Muons can be thought of as a heavier relative of the electron—they have the same charge but differ in mass and stability. From the perspective of Standard Model interactions, they’re interchangeable. Any decay that produces an electron could also produce a muon, and it does so at a frequency that depends only on the mass difference between the two types of particles.
So if we see anything different, then it’s a sign there’s something weird going on that’s not accounted for by the Standard Model. According to CERN, we’re seeing something weird. In a recent talk, the LHCb team described its analysis of data on B0 meson decays, which should produce a pair of electrons or muons.

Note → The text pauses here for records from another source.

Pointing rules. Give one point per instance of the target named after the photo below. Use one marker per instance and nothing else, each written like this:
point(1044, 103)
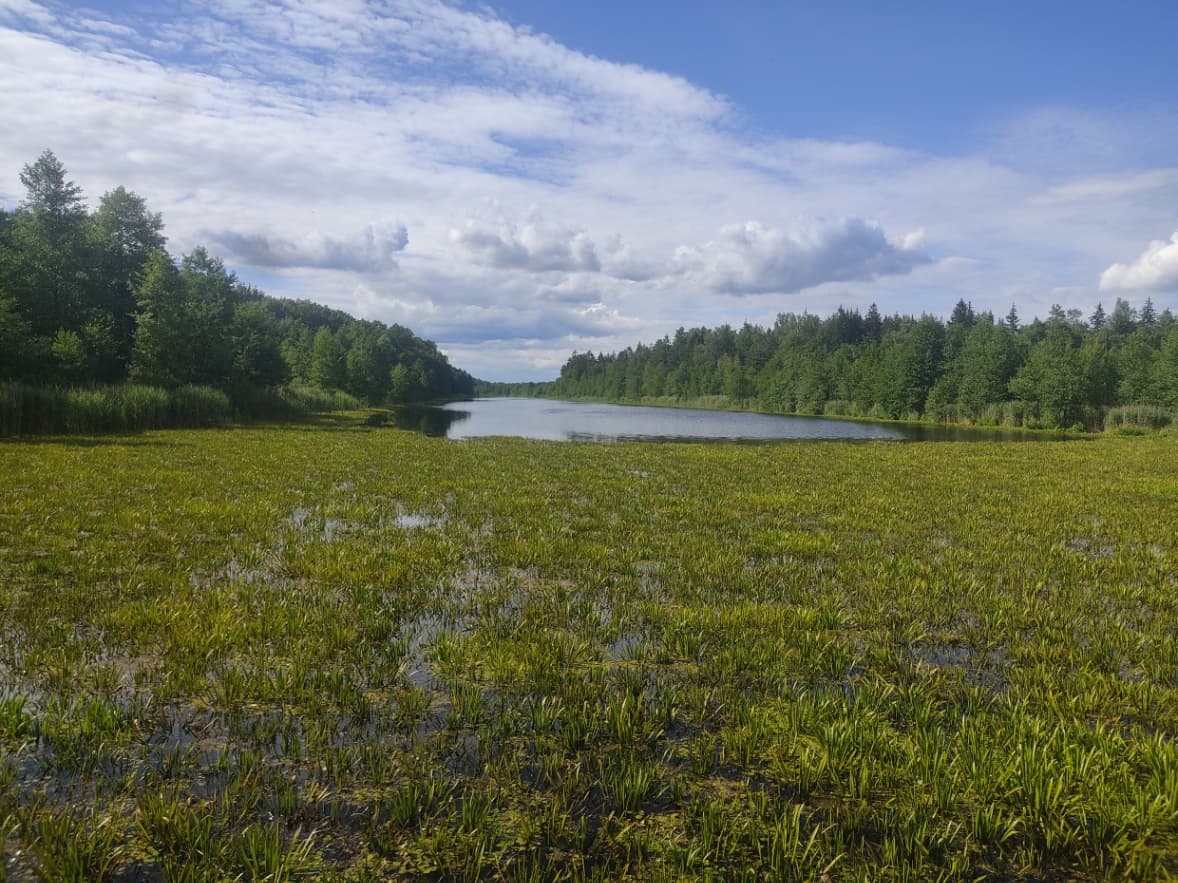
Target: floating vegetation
point(361, 654)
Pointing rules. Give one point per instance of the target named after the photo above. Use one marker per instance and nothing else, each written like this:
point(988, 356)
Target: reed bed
point(357, 654)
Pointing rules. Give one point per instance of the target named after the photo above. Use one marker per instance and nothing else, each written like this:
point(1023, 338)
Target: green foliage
point(1139, 417)
point(94, 299)
point(339, 652)
point(1059, 373)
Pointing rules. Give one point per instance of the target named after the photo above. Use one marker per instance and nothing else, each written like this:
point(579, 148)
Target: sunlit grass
point(289, 654)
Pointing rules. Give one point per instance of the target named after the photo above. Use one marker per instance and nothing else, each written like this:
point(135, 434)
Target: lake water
point(590, 422)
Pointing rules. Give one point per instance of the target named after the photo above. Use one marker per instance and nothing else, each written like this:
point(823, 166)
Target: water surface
point(593, 422)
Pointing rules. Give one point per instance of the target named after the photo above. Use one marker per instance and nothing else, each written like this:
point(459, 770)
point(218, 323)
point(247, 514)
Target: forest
point(1066, 371)
point(92, 298)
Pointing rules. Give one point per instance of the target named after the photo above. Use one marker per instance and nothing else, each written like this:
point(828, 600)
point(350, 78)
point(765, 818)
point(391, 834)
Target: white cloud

Rather than seeing the predicted number of muons, however, the experiment is running a muon deficit. The deficit isn’t large, however; its current statistical significance is only about 2.4 sigma. That’s well under the five sigma needed to announce a discovery, and it’s similar in magnitude to hints of discoveries that have vanished in the light of additional data. Put differently: on its own, a 2.4 sigma result isn’t enough to get physicists excited.
The difference here is that this result isn’t on its own. Previous work on the decay of a different type of B meson decay compared the numbers of muons produced to the number of taus (the heaviest of the electron-like particles). Again, muons were produced at lower-than-expected rates, but the numbers didn’t reach statistical significance. In this case, however, two other particle accelerators had already produced similar results.
The good news is that these results were mostly generated from an analysis of early data from the LHC. There’s much more data to look through, and the muon deficit is now likely to be a high priority as computing time becomes available.
Both of the recent results are a nice reminder that, while the public focuses on the excitement of new particles, the really revolutionary stuff may end up coming from an odd anomaly hiding among familiar stuff. While this might lead to new particles eventually, you don’t need them to know that something new has to be out there.